Je länger der Streit zwischen SCO und IBM dauert, desto schlechter werden die Karten des Klägers.

So musste das Unternehmen, das gegen IBM vor Gericht gezogen ist, zwei herbe Schläge einstecken. Den ersten bekam SCO im Gerichtssaal vom Bezirksrichter Dale Kimball, der ein vorangegangenes Urteil in vollem Umfang bestätigte. Im Juni hatte das Gericht von 294 angeblichen Beweisen einer Urheberrechtsverletzung seitens IBM 188 abgewiesen.

Kimball begründete das Urteil mit den Worten: “Das Gericht stellt fest, dass auch nach einer neuerlichen genauen Prüfung, das Urteil des Magistratsgerichtes vom 28. Juni korrekt ist.”

Für SCO so Kimball, sollte die Bestätigung des Urteils keine Überraschung sein. Schließlich konnte SCO die angeblichen Beweise nicht zur Stützung der Forderungen einbringen. Der Kläger hätte darüber hinaus Anordnungen und Regeln der Richter nicht befolgt.

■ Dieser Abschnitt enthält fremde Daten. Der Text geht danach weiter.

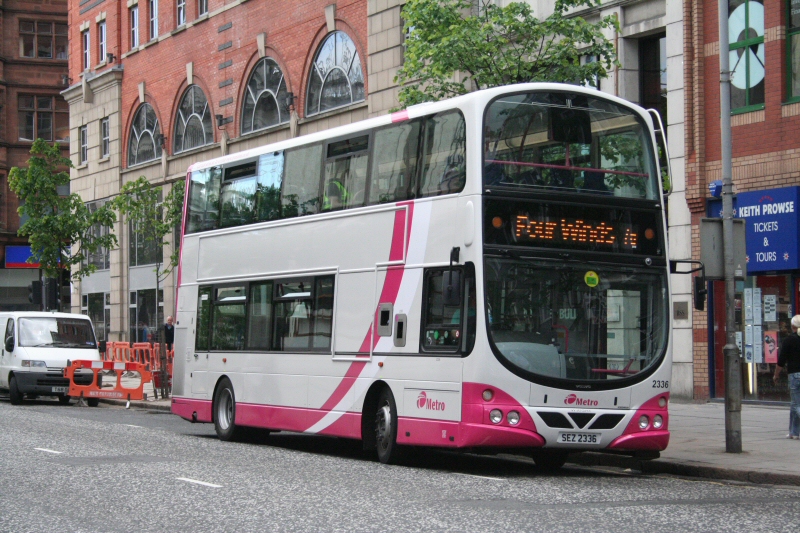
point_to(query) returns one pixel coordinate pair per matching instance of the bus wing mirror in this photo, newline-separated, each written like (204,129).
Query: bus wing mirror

Im ersten Urteil hatte der Richter das Verhalten von SCO mit einem Polizisten verglichen, der einem Besucher eines Kaufhauses Diebstahl vorwirft und dem Kunden erklärt, er müsse nicht erklären, was der Kunde gestohlen habe. Der wisse es selbst am besten. “Oder”, so schrieb der Richter des Urteils vom Juni, “er würde ihm einen Katalog in die Hand drücken und erklären, was Du gestohlen hast ist irgendwo da drin, such es heraus.”

Nachdem nun SCO mit der Revision gegen das vernichtende Urteil gescheitert ist, verloren die Anleger offenbar den letzten Rest Vertrauen in die Stichhaltigkeit der Vorwürfe, die SCO erhebt. Und damit kam der zweite schwere Schlag für das Unternehmen: Der Kurs sackte ab. Am Montag, den 4. Dezember stürzte das Papier an der Frankfurter Börse um rund 42 Prozent auf 78 Cent ab.